Alun Cairns was particularly pleased with the generosity of the Tory Whips.

“I had a good number of donations from other MPs, even from some whips, including the Chief Whip, Sir George [Young], and some of the other whips. Bearing in mind they will get requests on behalf of so many causes from various MPs, people have been exceptionally generous.”

But all the runners reserve the highest praise for their constituents and members of the public who chipped in. Jarvis, who was raising money for Cancer Research UK, had a particularly touching encounter when he was spotted walking around Barnsley.

“I was walking through the town centre and this bloke came up to me and said ‘my mum died of cancer, here’s 25 quid for the marathon’. I’d never met this bloke before, he just walked up to me, thrust it into my hand. It’s kind of hard to know what to say.”

While all of the MPs ran for organisations close to their hearts, it was particularly personal for the Shadow Culture Minister, whose first wife passed away from bowel cancer in 2010.

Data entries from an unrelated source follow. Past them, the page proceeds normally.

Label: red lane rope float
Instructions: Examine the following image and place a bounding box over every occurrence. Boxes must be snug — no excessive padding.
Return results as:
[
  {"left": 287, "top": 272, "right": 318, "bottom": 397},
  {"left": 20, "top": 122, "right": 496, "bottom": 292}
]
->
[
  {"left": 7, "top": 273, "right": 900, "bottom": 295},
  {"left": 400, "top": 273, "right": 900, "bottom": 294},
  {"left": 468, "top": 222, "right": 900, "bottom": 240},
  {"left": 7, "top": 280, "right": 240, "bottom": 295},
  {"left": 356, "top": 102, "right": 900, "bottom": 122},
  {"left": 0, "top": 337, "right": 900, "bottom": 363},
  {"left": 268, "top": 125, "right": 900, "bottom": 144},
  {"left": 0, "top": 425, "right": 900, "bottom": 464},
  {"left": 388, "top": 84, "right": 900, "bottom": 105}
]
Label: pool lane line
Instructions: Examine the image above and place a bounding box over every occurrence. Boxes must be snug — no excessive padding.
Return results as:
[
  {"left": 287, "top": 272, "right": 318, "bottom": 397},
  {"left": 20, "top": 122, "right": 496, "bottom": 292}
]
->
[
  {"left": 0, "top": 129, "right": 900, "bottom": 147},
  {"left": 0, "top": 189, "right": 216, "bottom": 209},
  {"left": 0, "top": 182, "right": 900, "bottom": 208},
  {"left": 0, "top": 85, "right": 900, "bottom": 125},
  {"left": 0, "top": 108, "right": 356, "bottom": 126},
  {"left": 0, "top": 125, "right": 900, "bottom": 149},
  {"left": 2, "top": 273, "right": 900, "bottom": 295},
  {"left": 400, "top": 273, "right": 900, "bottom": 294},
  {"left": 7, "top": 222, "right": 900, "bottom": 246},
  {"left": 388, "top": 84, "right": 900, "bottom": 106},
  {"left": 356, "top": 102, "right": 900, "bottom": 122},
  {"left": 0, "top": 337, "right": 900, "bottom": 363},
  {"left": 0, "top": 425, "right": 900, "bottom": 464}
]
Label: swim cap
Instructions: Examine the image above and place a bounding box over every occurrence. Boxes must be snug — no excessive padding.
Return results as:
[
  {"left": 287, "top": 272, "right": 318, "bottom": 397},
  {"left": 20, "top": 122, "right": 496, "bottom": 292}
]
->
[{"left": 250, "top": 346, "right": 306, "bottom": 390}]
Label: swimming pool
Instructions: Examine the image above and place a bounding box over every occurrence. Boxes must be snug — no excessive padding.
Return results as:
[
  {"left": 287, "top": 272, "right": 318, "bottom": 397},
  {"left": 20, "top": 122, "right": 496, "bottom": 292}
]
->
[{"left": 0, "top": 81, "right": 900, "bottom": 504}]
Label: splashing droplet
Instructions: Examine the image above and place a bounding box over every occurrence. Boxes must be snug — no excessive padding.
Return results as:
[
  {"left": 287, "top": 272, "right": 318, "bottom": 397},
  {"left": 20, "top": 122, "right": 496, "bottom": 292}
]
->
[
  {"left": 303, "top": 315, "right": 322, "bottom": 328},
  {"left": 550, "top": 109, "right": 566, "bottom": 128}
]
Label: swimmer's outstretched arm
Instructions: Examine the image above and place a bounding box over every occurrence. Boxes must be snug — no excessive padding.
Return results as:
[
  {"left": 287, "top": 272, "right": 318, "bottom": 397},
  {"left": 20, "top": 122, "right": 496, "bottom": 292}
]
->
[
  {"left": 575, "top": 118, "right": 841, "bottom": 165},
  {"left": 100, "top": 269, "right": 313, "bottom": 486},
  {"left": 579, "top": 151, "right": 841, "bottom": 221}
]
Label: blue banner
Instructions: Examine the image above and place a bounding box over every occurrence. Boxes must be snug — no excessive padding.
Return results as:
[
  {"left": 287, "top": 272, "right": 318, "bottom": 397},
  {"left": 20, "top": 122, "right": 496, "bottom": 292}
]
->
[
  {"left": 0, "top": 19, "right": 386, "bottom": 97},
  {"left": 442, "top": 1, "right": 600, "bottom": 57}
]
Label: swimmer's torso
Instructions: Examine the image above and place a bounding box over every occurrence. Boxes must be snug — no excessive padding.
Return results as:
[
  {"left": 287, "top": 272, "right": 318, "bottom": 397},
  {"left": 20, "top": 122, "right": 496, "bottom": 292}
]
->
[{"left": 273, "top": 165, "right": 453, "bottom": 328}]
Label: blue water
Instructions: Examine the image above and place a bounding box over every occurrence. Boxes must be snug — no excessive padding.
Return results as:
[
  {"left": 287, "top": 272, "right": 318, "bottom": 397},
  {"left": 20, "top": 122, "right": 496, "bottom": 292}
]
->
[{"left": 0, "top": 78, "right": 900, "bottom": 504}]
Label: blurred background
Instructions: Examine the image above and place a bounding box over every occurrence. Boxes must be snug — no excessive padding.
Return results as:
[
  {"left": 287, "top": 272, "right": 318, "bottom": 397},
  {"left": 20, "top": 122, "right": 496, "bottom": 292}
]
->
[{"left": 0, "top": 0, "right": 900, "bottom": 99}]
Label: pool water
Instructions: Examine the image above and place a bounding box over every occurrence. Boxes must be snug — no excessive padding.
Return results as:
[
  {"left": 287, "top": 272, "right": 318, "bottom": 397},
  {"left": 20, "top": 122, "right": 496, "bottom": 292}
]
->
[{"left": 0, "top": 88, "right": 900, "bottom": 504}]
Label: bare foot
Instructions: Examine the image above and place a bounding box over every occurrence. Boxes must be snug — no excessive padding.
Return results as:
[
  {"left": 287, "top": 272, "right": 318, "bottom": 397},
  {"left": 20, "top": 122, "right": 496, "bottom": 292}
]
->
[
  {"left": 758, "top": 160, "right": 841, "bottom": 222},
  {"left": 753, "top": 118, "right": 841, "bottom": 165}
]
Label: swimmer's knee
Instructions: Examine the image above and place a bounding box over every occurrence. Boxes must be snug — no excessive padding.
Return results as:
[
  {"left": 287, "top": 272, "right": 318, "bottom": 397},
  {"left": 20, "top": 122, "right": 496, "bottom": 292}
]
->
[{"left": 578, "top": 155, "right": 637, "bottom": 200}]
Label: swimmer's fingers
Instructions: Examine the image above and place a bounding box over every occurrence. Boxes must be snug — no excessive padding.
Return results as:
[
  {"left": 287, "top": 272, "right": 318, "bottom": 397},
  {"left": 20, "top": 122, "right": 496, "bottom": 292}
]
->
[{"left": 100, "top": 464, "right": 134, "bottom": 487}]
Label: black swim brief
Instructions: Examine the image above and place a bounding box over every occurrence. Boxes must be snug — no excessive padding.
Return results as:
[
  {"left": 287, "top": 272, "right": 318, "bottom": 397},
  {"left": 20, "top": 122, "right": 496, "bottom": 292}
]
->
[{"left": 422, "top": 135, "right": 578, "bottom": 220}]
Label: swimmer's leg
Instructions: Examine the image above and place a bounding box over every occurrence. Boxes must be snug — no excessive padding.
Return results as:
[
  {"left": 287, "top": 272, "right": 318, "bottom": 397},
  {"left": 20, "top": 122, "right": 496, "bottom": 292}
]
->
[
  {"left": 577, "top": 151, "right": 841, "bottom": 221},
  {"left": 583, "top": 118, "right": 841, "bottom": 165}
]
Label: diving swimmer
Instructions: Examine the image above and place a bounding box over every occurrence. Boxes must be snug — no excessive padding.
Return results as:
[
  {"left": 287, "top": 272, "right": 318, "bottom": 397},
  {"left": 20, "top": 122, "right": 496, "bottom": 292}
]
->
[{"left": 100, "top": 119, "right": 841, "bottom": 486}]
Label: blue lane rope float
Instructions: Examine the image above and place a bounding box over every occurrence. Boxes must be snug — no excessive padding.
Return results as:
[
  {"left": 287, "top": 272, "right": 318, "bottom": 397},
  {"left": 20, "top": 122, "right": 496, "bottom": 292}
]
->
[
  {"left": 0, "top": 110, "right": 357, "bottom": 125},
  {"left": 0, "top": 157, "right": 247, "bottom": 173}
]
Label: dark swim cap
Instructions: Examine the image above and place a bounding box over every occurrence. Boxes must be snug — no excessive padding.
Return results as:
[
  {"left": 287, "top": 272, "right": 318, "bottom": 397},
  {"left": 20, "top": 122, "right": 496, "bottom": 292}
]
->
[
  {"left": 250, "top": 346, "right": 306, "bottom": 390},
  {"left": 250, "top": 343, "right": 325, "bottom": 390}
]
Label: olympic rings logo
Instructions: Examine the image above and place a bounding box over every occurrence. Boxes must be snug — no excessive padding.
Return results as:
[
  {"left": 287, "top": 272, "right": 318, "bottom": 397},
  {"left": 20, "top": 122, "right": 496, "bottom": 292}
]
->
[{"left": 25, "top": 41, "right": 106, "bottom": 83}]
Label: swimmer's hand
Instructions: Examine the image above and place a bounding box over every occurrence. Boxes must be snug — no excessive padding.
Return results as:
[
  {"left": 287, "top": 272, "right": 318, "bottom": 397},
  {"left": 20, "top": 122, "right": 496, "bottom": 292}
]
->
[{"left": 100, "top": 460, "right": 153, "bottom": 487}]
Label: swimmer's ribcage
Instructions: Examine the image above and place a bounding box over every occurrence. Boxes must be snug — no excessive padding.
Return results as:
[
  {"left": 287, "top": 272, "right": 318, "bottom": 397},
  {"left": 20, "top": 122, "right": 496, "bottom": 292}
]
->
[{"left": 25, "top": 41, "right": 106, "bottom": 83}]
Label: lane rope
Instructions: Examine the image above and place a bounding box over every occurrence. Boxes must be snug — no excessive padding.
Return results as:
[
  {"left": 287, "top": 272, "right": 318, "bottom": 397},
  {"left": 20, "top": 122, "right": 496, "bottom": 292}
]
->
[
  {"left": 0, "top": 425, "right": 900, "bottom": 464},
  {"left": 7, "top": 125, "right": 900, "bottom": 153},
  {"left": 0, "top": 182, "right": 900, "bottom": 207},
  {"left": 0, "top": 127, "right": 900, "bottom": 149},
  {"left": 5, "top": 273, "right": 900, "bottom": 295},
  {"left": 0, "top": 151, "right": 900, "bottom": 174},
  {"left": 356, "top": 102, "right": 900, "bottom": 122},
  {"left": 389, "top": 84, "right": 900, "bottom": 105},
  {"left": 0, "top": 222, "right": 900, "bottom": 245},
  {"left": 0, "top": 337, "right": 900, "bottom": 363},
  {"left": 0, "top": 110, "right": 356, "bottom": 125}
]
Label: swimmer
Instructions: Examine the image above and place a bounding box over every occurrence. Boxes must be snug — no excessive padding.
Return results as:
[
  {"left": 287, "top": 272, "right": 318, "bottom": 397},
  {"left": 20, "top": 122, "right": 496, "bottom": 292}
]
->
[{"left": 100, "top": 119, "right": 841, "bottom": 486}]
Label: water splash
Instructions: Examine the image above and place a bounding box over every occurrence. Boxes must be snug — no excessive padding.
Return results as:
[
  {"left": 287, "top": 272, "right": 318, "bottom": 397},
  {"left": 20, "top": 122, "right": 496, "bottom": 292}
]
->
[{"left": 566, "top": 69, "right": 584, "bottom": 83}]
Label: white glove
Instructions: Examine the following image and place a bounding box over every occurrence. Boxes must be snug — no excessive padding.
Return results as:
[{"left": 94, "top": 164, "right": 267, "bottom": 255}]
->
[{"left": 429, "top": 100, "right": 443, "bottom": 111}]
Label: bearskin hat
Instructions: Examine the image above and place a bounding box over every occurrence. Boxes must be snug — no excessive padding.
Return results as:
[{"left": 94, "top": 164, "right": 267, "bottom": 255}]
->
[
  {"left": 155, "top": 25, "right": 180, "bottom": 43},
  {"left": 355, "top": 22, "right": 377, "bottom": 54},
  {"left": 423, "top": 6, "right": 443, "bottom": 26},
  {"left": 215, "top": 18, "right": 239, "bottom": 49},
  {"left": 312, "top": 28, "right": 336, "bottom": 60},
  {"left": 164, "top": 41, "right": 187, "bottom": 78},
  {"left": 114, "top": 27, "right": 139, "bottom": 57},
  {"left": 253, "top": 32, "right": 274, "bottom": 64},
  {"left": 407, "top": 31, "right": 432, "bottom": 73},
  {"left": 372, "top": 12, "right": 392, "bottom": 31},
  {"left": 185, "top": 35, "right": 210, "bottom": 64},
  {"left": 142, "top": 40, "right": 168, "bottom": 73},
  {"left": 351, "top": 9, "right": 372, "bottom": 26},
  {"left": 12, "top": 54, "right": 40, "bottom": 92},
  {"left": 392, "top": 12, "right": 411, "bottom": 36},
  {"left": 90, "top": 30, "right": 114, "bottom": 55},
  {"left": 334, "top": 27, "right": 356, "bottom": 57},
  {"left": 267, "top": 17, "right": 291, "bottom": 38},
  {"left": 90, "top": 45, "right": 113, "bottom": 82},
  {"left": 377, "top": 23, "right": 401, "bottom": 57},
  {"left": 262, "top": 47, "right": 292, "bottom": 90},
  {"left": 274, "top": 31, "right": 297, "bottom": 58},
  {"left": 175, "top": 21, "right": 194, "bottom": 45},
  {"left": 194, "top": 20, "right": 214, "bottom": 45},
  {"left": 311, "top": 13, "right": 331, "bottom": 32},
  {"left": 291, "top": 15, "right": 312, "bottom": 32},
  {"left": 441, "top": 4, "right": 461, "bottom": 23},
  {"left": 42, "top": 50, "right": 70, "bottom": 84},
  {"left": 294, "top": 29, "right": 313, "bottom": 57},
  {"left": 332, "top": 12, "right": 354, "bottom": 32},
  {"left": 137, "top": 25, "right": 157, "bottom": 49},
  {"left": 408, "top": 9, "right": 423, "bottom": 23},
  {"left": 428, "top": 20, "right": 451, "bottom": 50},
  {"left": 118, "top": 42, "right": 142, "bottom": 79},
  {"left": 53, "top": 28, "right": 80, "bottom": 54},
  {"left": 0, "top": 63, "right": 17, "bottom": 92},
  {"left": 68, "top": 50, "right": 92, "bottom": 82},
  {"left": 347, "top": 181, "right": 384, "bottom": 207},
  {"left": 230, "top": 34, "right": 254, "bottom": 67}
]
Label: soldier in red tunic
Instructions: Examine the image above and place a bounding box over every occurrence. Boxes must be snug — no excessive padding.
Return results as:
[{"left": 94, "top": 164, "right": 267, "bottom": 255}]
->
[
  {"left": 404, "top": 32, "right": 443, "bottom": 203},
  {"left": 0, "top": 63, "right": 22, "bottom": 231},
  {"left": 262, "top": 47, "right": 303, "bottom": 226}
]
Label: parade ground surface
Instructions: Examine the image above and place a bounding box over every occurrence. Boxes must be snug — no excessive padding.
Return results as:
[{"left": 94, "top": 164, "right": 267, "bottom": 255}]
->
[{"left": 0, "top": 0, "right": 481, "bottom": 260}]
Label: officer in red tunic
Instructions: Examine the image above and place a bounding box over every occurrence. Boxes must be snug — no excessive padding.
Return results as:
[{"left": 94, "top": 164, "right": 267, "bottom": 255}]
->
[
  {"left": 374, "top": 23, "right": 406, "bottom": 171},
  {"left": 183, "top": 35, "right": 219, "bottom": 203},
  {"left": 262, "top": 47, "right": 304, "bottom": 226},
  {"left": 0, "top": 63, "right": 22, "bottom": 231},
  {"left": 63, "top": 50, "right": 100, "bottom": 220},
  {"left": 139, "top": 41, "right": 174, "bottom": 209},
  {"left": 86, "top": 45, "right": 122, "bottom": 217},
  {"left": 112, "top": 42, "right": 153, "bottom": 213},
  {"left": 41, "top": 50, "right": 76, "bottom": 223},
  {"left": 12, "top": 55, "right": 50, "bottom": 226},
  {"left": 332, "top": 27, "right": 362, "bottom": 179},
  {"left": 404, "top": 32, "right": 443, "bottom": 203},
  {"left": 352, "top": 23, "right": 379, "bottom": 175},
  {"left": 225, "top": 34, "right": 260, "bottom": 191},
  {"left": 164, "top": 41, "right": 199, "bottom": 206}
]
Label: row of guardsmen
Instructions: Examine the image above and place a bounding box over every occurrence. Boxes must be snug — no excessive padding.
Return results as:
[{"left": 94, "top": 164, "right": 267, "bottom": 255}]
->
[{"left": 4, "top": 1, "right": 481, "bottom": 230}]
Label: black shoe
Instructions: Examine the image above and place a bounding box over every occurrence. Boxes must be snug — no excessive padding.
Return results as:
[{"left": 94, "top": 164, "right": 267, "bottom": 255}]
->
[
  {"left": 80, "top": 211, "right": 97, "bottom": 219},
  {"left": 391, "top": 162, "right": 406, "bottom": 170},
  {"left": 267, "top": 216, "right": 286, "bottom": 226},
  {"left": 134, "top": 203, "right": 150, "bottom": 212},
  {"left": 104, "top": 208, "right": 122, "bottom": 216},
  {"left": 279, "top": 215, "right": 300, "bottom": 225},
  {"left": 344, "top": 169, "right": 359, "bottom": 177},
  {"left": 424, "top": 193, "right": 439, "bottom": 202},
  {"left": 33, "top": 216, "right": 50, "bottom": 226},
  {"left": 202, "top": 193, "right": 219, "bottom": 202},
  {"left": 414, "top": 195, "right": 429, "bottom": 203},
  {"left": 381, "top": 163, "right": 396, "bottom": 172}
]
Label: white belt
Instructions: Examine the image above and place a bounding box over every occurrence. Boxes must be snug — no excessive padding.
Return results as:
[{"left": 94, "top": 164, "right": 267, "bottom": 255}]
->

Despite the camaraderie among MPs of all stripes, the race does seem to have provoked a few rivalries. Balls says the “absolute highlight” of the day for him was finding out that Murphy was in “no fit state” to go on Sky News after crossing the finishing line.

“The fact that I moved seamlessly and gracefully into a live Sky interview was compensation for his faster and fitter time,” the Shadow Chancellor jokes.

Jarvis also has a warning for the Shadow Defence Secretary – “Jim played a canny political game and I think was better prepared than me…but let’s just say if we line up together in the future it might be a closer race.”

If there is a contest, Tory MP Graham Evans (4.49.00) is firmly on the side of Murphy, a regular team-mate at parliamentary five-a-side football. “Jim’s as fit as a butcher’s dog, my money’s on Jim”. Perhaps he has not reckoned with the athleticism of Jarvis, whom Balls calls “the Bionic Man”.

And what has the hectic pace of political life taught them about the long, hard slog of endurance running?

Loughborough’s Tory MP Nicky Morgan, who finished just behind Balls in 5h 15, can definitely see some similarities.

“You have to be reasonably fit to keep going in politics because it’s quite a demanding job and I think they both share the need for persistence, you have to have an end goal in sight and keep working towards that,” she says.

For Jason McCartney getting geared up for the marathon was reminiscent of the long, hard struggle to get selected for a run at Parliament.

“Being a candidate for three-and-a-half years while trying to hold down a job, having all the casework starting to come in before I’d got an office and having to do it all myself, that was very, very hard. But if you set your mind to something, be positive, and work hard there’s no reason you can’t be successful.”

Evans compares it with securing his marginal constituency in 2010: “You don’t win a seat like Weaver Vale overnight, you have to plan and prepare very hard, what’s the saying... it’s a marathon not a sprint.”

Perhaps surprisingly, all the MPs say they will at least consider giving the race another go. Balls is determined to break the five hour mark, while Jarvis has that tete-a-tete with Murphy to consider.

In what some might call an act of masochism, Murphy is also contemplating taking on the Cateran Yomp – a 52 mile, 24 hour race in the Perthshire highlands – in mid-June, to raise money for the Army Benevolent Fund.

When it comes to getting their nearest and dearest involved, views are mixed. Evans says his wife and six-year-old daughter Sophie are now enthusiastic converts, but Balls says Yvette Cooper is “implacably opposed” to ever running a marathon (“she think it’s too far for anybody to run”). Cairns also says securing his wife’s agreement is crucial to him running a third successive marathon in 2014.

And any putative runners should bear in mind Balls’ number one tip for next year, courtesy of the Children’s Minister.

“My advice to future House of Commons marathon runners is to take seriously the advice of Edward Timpson who is an experienced marathon runner.
“He said take a bit of Ibuprofen before you start, to deal with the inflammation. I didn’t take his advice last year but I did this year, I definitely adopted the Edward Timpson marathon plan and it worked.”